Thursday, August 19, 2010

ennui

bu oyunu hep birlikte oynuyoruz, bazen. ve ben bu oyundan çok sıkılıyorum, bazen.

Saturday, August 14, 2010

eve doğrulmak

son 9 senedir filan blog yazıyor(d)um. ara ara, ara vermeler dışında. hiç bu kadar ara verdiğim olmamıştı. herkesin bir eskiden'i vardır, ve bir çoğumuzun eskiden'i gibi, ben de eskiden sırf yazma ihtiyacından, özgürlüğüğü oldukça kısıtlanan bir ergen olduğumdan, ve yazı tek dostum filan olduğundan yazıyor idim. oldukça melankolik, depresif yazılar. hiç mutluyken yazmamışım. öyle görünüyor yani. ama aslında mutlu olduğum için yazıyordum, gibi. gerçekten mutsuz bir insanın yazı yazabileceğini sanmıyorum. mutsuzluğunu kullanabilen birinde hala biraz mut vardır sanıyorum. her neyse. etrafta ve dünyada, kendi içimde, kendime yaşattığım adaletsizliklerden daha büyük, önemli şeyler olduğunu, aslında belki de katili daha iyi tanıdığımı; ve bunlar oluyorken kendime uydurduğum melankolik, dipsiz dünyaya ve onun getirdiği ağırlıklara kapılmanın çok bencilce, ergence olduğunu düşünüyordum. zira eninde sonunda bakıyorsun ki yaptığın bir sorgulama bile değil. sayıklamalardan ibaret. çoğu çöp. cevap yok, çünkü yeterince ışık yok. cevap yok çünkü karanlık; asıl içindekilere bakmamak, yüzleşmemek için olabildiğince karartıyorsun ortamı. cevap olmayacak çünkü cevapla derdin yok.

üzüldüğüne bile inanamıyorum.

yine de introspekşın, içgörü önemli. içgörü için dönmüş değilim, ama ne kadar içgörü yapabildiğimi, ya da; içgörünün ne kadarını yapabildiğimi bilmek isterdim doğrusu*. o da değilse, belki birkaç takla atabilirim diye umuyorum. edebi olması kaydıyla. asıl niyetim başkalarını tanımak. işim bu değil mi zaten? bir terapistin en iyi malzemesi kendisidir.

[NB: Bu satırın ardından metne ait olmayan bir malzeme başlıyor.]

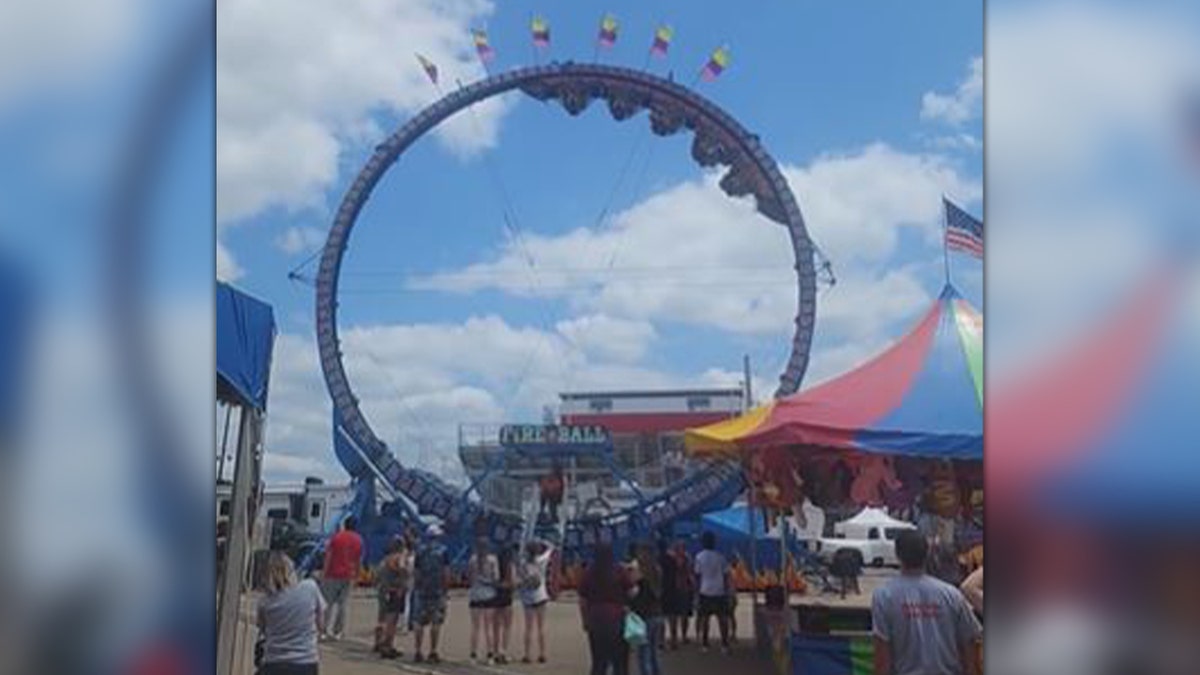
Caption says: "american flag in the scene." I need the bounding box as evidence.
[942,197,983,258]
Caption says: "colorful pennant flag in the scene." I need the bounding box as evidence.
[416,54,438,84]
[529,17,550,48]
[942,197,983,259]
[700,47,730,82]
[599,14,617,48]
[650,25,674,56]
[470,30,496,64]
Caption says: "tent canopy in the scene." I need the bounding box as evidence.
[685,285,983,460]
[216,281,275,411]
[988,263,1200,530]
[835,507,916,530]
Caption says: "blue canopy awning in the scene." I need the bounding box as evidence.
[216,281,275,411]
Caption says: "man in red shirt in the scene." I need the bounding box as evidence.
[320,515,362,640]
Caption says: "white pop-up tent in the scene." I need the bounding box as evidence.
[833,507,917,539]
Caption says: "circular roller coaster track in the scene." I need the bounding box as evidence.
[316,62,817,549]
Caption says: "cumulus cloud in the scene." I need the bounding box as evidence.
[0,0,141,110]
[266,316,700,480]
[408,144,982,334]
[275,226,325,256]
[216,0,508,222]
[988,2,1200,186]
[556,315,658,363]
[217,239,244,281]
[988,2,1200,372]
[920,56,983,125]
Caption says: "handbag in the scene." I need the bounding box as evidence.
[467,586,496,603]
[625,611,648,645]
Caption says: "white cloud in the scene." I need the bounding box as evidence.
[409,144,982,334]
[920,56,983,125]
[266,316,712,480]
[556,315,658,363]
[926,132,983,153]
[0,0,146,110]
[988,2,1200,367]
[786,143,983,265]
[275,226,325,256]
[988,2,1200,186]
[216,0,508,222]
[217,237,244,281]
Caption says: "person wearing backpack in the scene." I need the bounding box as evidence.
[517,542,554,663]
[467,537,500,665]
[374,537,413,658]
[630,544,662,675]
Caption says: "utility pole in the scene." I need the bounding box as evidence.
[742,354,754,410]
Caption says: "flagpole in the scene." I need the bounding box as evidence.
[942,195,950,286]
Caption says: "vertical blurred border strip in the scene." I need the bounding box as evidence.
[100,0,216,675]
[0,244,35,673]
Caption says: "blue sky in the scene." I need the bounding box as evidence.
[217,0,982,477]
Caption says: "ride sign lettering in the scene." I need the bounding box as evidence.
[500,424,612,447]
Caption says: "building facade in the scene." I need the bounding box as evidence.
[458,387,746,516]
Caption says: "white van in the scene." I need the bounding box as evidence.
[816,507,917,567]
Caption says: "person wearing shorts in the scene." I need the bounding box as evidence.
[374,538,412,658]
[492,548,517,665]
[413,525,450,663]
[467,537,500,665]
[695,532,730,653]
[517,542,554,663]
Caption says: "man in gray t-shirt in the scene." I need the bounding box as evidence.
[871,530,983,675]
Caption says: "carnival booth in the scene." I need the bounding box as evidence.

içgörüden filan bahsetmeyi hiç düşünmüyordum aslında, nerden çıktı bilmiyorum.

zihnimde birkaç katmanda zaplıyordum. melankoli ergenlik, dünyada senin uydurduğun, büyüttüğün sorunlardan çok daha büyük sorunlar, acılar var. cevap da aramıyorsun. ve ney? hah, kendini yazmıyorsan kendine de uzaklaşıyorsun. kendine uzaklaşınca, dünyaya da. topaç gibi dönüyorsun, ne çemberin içinde durabiliyorsun, ne de dışında. saçmasapan sekiyorsun. işte bu iç ve dış sorununun üzerinden gelebilmek istiyorum. çemberin hem içini, hem dışını kaplayanın içinde durmak istiyorum. şu an için dilediğim bu. hoş gelmiştir umarım.

* içgörü yapmak. hemen ukalalık yapmayın. içgörü yapılarak sahip olunan bir şeydir içgörü.